Oral evidence - Modernising Defence Programme - 1 May 2018

Interesting - not sure if it has been posted or not eg

Mrs Moon: You could say that the aircraft carriers were a valid decision to project force, given the level of capability we had at the time, to use that projection effectively. The problem is that we now have the capacity to project force, but not a lot to back it up or even to protect it.It worries the Committee that we will have these two nice, new, shiny aircraft carriers with nothing to put on them and not a little gap in our capability to protect them. There seems to be a lack of financial, political and, quite honestly, strategic recognition of that gap, especially when we are told that the money that is there, if you play around with it a little more, will fill the gap. It will not. We are going to have to spend more to fill the gap.

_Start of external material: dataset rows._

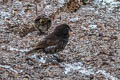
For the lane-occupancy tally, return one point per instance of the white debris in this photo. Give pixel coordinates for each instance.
(110, 4)
(8, 67)
(77, 67)
(41, 60)
(92, 26)
(16, 49)
(74, 19)
(107, 75)
(61, 1)
(5, 15)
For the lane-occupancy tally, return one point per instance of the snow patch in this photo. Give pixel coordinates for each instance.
(74, 19)
(110, 4)
(15, 49)
(5, 15)
(8, 67)
(41, 59)
(61, 1)
(93, 26)
(86, 71)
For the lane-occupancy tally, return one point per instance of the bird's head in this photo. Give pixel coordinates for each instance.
(63, 30)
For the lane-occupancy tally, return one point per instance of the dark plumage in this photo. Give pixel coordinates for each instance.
(54, 42)
(42, 23)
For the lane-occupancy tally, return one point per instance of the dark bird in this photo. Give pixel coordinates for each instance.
(54, 42)
(42, 23)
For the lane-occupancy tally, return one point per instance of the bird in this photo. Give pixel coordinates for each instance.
(42, 24)
(55, 41)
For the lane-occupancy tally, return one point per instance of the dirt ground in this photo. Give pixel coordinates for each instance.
(92, 53)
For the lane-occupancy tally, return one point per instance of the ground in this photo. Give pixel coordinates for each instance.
(93, 51)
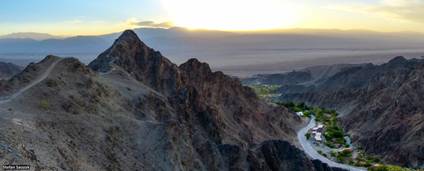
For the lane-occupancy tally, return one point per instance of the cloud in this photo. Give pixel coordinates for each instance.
(412, 10)
(408, 10)
(151, 24)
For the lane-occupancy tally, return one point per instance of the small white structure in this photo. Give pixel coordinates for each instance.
(299, 113)
(318, 128)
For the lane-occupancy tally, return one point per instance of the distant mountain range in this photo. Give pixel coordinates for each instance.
(8, 70)
(233, 52)
(29, 35)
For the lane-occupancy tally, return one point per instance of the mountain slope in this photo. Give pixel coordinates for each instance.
(29, 35)
(132, 109)
(381, 105)
(7, 70)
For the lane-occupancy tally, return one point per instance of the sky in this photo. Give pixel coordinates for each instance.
(93, 17)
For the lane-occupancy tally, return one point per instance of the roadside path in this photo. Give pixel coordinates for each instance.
(308, 149)
(32, 84)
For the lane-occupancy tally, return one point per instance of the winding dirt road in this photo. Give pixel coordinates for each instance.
(30, 85)
(308, 149)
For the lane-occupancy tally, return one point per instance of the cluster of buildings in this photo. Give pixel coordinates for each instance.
(300, 113)
(317, 132)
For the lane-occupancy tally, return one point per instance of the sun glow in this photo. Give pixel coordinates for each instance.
(233, 14)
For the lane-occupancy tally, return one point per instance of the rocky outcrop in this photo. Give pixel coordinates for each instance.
(381, 105)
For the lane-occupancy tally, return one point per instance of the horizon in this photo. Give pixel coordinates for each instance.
(99, 17)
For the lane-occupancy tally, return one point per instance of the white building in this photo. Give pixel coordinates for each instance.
(318, 136)
(299, 113)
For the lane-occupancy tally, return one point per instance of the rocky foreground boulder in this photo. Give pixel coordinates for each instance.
(132, 109)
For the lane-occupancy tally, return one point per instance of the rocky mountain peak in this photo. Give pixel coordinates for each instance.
(398, 60)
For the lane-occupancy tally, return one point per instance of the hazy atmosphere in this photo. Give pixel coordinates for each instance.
(278, 36)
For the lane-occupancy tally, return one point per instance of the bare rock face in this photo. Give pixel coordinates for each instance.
(7, 70)
(132, 109)
(382, 107)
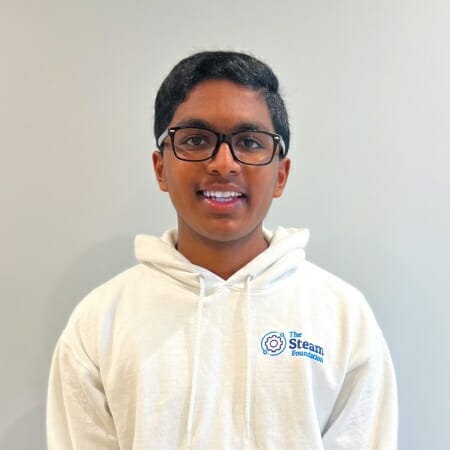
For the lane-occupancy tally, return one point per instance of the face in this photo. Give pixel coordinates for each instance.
(197, 188)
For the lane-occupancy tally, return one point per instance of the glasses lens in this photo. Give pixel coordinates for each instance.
(194, 144)
(253, 147)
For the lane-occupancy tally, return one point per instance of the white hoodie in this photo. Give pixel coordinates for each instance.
(167, 355)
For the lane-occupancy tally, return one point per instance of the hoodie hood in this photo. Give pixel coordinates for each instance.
(285, 252)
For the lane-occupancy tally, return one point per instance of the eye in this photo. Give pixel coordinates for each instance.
(250, 141)
(194, 140)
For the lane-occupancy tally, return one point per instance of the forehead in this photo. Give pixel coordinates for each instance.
(223, 105)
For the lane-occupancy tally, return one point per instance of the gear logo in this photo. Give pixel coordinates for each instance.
(273, 343)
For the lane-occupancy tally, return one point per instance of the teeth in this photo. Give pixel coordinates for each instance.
(222, 195)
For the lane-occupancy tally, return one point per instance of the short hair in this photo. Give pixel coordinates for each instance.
(237, 67)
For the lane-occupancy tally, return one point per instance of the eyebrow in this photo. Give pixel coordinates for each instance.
(242, 126)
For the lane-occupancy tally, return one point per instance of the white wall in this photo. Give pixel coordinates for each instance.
(368, 88)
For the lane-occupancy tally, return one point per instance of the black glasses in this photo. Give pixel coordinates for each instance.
(252, 147)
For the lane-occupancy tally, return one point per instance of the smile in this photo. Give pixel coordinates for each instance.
(222, 196)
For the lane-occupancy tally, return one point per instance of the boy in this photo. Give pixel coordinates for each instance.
(224, 336)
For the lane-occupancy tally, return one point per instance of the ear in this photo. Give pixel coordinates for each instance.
(158, 167)
(282, 176)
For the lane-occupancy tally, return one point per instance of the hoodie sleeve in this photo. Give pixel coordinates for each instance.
(365, 414)
(78, 417)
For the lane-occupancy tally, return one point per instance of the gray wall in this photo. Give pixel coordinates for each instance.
(368, 88)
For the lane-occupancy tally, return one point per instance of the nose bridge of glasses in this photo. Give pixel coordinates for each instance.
(221, 139)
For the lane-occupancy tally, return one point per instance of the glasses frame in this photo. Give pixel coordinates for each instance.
(221, 137)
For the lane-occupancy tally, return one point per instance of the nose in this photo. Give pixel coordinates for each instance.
(223, 162)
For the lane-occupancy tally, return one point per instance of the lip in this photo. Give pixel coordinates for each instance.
(227, 199)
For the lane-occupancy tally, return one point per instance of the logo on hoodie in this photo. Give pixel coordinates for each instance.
(274, 343)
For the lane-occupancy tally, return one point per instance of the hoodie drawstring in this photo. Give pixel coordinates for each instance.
(195, 363)
(248, 381)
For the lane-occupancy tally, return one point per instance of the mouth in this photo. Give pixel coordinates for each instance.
(224, 197)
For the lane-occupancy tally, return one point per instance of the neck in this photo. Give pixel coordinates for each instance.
(223, 258)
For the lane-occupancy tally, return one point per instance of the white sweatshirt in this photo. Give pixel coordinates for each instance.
(167, 355)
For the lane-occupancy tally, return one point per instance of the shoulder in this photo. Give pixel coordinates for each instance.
(96, 311)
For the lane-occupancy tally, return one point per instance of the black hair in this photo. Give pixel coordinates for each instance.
(237, 67)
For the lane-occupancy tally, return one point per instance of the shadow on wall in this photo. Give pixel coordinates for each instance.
(94, 267)
(27, 432)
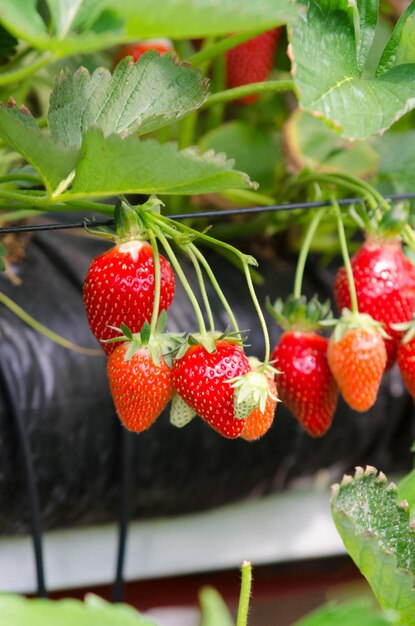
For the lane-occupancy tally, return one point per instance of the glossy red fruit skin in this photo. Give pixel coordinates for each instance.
(306, 385)
(140, 389)
(200, 379)
(385, 286)
(119, 288)
(251, 61)
(406, 362)
(257, 423)
(357, 362)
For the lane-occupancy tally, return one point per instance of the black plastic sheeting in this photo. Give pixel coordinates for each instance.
(64, 402)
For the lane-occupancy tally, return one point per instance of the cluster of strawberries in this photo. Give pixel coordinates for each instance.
(207, 374)
(362, 346)
(210, 375)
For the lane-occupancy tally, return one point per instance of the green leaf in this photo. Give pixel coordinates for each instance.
(114, 166)
(8, 44)
(397, 161)
(214, 609)
(21, 18)
(377, 534)
(18, 611)
(3, 253)
(354, 613)
(138, 98)
(255, 150)
(401, 46)
(406, 490)
(200, 18)
(50, 158)
(311, 144)
(329, 78)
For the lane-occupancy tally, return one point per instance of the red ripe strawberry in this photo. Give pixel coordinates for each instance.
(357, 357)
(259, 422)
(201, 379)
(385, 286)
(119, 288)
(306, 384)
(140, 388)
(252, 61)
(136, 50)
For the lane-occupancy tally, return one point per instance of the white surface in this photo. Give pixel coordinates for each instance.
(283, 527)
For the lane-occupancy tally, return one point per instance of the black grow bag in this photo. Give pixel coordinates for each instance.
(64, 402)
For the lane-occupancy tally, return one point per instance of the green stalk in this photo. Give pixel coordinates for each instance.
(18, 75)
(157, 282)
(202, 287)
(164, 221)
(245, 595)
(346, 258)
(183, 279)
(44, 330)
(248, 90)
(305, 248)
(216, 287)
(210, 52)
(260, 316)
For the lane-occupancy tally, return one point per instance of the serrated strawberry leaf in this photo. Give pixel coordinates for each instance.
(114, 166)
(50, 158)
(377, 533)
(358, 612)
(401, 46)
(137, 98)
(328, 74)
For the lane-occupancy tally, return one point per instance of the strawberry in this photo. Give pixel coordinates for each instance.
(385, 286)
(140, 380)
(252, 61)
(201, 376)
(305, 382)
(406, 355)
(119, 285)
(136, 50)
(357, 358)
(260, 421)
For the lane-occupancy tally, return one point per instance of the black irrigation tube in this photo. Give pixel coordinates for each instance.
(216, 214)
(126, 439)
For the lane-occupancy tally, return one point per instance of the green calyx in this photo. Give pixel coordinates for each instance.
(386, 223)
(251, 392)
(298, 313)
(354, 321)
(208, 340)
(159, 343)
(406, 327)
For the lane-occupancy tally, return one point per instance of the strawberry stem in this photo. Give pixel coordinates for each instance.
(346, 258)
(202, 287)
(216, 287)
(44, 330)
(157, 282)
(245, 594)
(183, 279)
(305, 248)
(247, 90)
(260, 316)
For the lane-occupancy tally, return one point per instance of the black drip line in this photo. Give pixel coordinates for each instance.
(126, 439)
(215, 214)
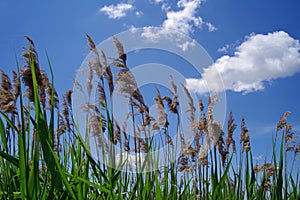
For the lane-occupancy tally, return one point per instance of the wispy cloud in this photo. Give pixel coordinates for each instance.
(258, 59)
(117, 11)
(183, 20)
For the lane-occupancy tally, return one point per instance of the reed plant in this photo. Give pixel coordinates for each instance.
(45, 155)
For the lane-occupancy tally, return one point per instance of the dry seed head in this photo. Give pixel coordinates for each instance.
(89, 81)
(117, 132)
(230, 129)
(17, 84)
(297, 149)
(289, 148)
(162, 120)
(203, 155)
(211, 102)
(215, 131)
(92, 44)
(201, 106)
(282, 121)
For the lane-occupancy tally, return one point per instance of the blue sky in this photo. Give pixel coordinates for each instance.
(231, 31)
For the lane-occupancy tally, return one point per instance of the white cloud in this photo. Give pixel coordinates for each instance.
(116, 11)
(183, 20)
(258, 59)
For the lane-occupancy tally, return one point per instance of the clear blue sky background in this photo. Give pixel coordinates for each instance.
(59, 27)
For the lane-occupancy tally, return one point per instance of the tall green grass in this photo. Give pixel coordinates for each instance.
(43, 154)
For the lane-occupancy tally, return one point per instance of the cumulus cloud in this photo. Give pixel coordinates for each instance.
(259, 59)
(116, 11)
(183, 20)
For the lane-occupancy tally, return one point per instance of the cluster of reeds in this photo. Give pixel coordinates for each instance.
(43, 154)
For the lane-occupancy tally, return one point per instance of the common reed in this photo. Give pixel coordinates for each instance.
(44, 154)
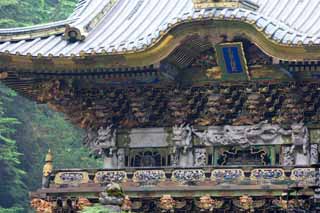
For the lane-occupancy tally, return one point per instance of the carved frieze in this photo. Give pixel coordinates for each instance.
(102, 142)
(190, 176)
(206, 203)
(71, 178)
(267, 174)
(110, 176)
(227, 175)
(303, 175)
(149, 177)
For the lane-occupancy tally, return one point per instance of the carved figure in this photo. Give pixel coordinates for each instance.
(182, 136)
(240, 135)
(167, 203)
(42, 206)
(200, 157)
(300, 137)
(206, 203)
(83, 203)
(104, 139)
(121, 158)
(113, 195)
(314, 154)
(288, 158)
(126, 204)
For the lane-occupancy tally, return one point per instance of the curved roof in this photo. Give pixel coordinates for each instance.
(111, 26)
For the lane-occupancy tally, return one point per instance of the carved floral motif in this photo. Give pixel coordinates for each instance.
(83, 203)
(71, 178)
(227, 175)
(206, 203)
(126, 204)
(110, 176)
(267, 174)
(149, 177)
(167, 203)
(246, 203)
(188, 176)
(41, 206)
(305, 175)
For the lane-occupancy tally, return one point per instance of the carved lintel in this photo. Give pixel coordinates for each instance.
(167, 203)
(102, 142)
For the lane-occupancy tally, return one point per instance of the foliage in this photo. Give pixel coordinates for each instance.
(18, 13)
(12, 187)
(12, 210)
(31, 129)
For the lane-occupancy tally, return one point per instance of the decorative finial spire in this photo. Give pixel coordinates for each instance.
(48, 167)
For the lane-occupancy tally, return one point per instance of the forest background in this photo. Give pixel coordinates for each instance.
(28, 130)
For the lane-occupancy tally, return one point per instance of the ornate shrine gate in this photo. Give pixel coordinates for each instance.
(193, 105)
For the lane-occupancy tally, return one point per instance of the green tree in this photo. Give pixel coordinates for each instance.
(32, 129)
(18, 13)
(12, 187)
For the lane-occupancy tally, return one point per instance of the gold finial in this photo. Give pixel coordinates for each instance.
(48, 167)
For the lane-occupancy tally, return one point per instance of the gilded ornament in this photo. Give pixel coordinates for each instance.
(41, 206)
(48, 167)
(167, 203)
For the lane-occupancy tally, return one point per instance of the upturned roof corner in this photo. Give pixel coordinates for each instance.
(246, 4)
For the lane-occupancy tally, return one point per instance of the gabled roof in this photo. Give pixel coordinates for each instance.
(120, 26)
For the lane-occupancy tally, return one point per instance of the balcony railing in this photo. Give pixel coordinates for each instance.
(186, 176)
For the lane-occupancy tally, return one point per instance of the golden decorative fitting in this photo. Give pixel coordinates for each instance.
(83, 203)
(73, 34)
(126, 204)
(167, 203)
(207, 203)
(48, 167)
(3, 75)
(41, 206)
(200, 4)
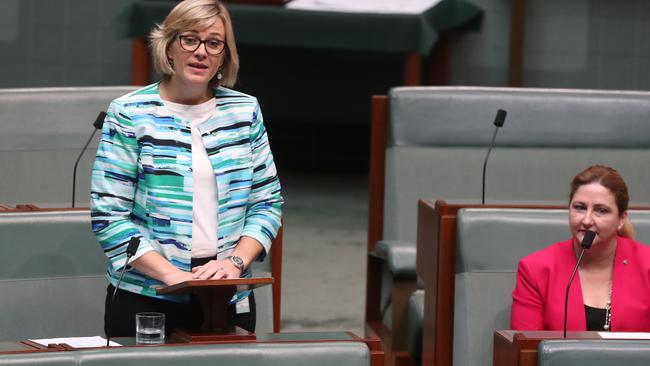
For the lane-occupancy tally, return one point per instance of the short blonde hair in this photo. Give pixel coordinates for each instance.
(197, 15)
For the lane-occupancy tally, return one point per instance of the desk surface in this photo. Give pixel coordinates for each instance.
(277, 26)
(26, 346)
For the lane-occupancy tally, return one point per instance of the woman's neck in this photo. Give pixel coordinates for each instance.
(174, 91)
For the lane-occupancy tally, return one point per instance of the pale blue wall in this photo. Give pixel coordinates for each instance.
(601, 44)
(62, 43)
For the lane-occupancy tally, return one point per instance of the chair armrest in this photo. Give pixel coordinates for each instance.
(399, 257)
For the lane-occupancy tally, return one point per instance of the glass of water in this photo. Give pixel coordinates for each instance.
(149, 328)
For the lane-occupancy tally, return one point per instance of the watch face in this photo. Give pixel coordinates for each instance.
(237, 262)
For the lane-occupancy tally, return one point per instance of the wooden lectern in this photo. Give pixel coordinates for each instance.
(214, 297)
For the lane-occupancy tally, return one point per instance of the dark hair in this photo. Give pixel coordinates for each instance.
(608, 178)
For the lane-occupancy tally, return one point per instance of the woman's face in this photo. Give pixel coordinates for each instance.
(198, 67)
(593, 207)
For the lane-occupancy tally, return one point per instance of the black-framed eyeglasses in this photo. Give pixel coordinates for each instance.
(192, 43)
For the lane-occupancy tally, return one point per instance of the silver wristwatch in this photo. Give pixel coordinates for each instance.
(237, 262)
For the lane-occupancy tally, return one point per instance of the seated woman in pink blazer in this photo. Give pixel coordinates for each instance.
(612, 289)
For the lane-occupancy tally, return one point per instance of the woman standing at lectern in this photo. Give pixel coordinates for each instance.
(612, 289)
(185, 165)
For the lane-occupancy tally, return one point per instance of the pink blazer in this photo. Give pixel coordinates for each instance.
(542, 278)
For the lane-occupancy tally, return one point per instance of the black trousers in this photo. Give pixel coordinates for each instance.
(119, 316)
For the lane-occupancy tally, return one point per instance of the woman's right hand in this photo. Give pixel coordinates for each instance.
(154, 265)
(177, 277)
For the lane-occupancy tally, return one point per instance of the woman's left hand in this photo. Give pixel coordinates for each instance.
(215, 269)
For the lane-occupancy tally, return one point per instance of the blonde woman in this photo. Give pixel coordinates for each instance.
(185, 165)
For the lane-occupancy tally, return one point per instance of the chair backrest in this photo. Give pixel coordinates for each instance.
(52, 275)
(593, 352)
(490, 242)
(253, 354)
(437, 138)
(43, 131)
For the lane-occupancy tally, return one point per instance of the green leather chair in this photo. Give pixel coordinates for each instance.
(251, 354)
(593, 353)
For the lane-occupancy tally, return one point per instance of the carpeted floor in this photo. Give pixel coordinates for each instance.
(324, 260)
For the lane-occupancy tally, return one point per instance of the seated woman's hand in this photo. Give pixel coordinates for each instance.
(214, 270)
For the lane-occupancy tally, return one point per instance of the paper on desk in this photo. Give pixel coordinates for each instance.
(624, 335)
(365, 6)
(77, 342)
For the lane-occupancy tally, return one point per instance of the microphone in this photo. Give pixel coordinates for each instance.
(99, 122)
(587, 240)
(498, 122)
(134, 243)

Sir Mark Sedwill: With respect, I am sitting here rather relieved I am not the permanent secretary at the Ministry of Defence.

Chair: Why?

Sir Mark Sedwill: Because I know—some of this is probably more for Defence themselves. On the carriers, if I may just answer that point, we will be one of only about, I think, six countries in the world that have this kind of strategic projection capability, when the carriers are fully operational. But it is our intention, because of that, to use them with allies. It’s really important that we keep allies in play in our thinking here, so I would expect, particularly if they are in a contested deployment, that there would be allied capabilities—ships, aircraft, whatever—as part of those groups. We will see what happens in the circumstances, but that is part of the thinking about the use of the carriers. It’s projecting them as a British sovereign capability, but one that will almost inevitably—I would actually say “inevitably”—be used in the context of allied operations of some kind, if used in a contested environment.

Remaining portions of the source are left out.